A new UNDP analysis reported by Down To Earth warns that the sovereign debt crisis in developing countries is deepening gender inequality on a massive scale. As governments are forced to divert public money towards debt servicing, spending on healthcare, social protection, welfare and public services is being squeezed. The burden of this crisis is falling disproportionately on women. Rising debt repayments could lead to the loss of 55 million women’s jobs in the short term and 92.5 million jobs in the long term when countries move from moderate to high debt burdens. Women’s per capita income is projected to fall by 17%, while men’s incomes are expected to remain largely unchanged.

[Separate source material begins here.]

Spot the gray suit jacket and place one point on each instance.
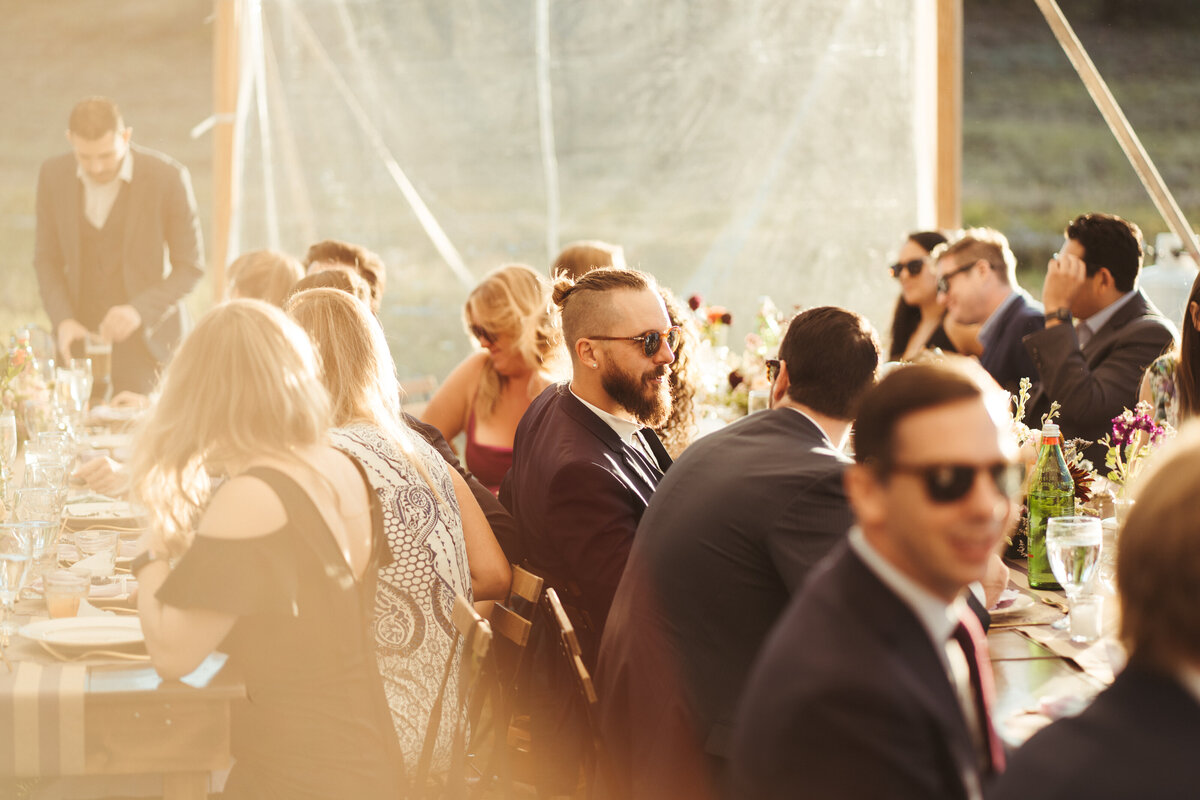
(1096, 383)
(729, 536)
(162, 251)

This is not merely an economic problem. It is a social and gender justice crisis created by an unequal global financial order. Debt pressure, austerity and fiscal tightening are pushing women out of employment, reducing income security, weakening public health systems and threatening maternal survival. The report warns that reduced health spending could increase maternal mortality by 32.5%, equal to 67 additional maternal deaths per 100,000 births. Instead of protecting people, debt-driven policies are protecting creditors while millions of women lose jobs, income, healthcare and dignity.
The answer cannot be more austerity. Governments and international financial institutions must put employment, public services, care infrastructure, health systems and gender equality above debt repayment obsession. A development model that sacrifices women’s lives and labour to satisfy financial markets is unjust, anti-human and unsustainable.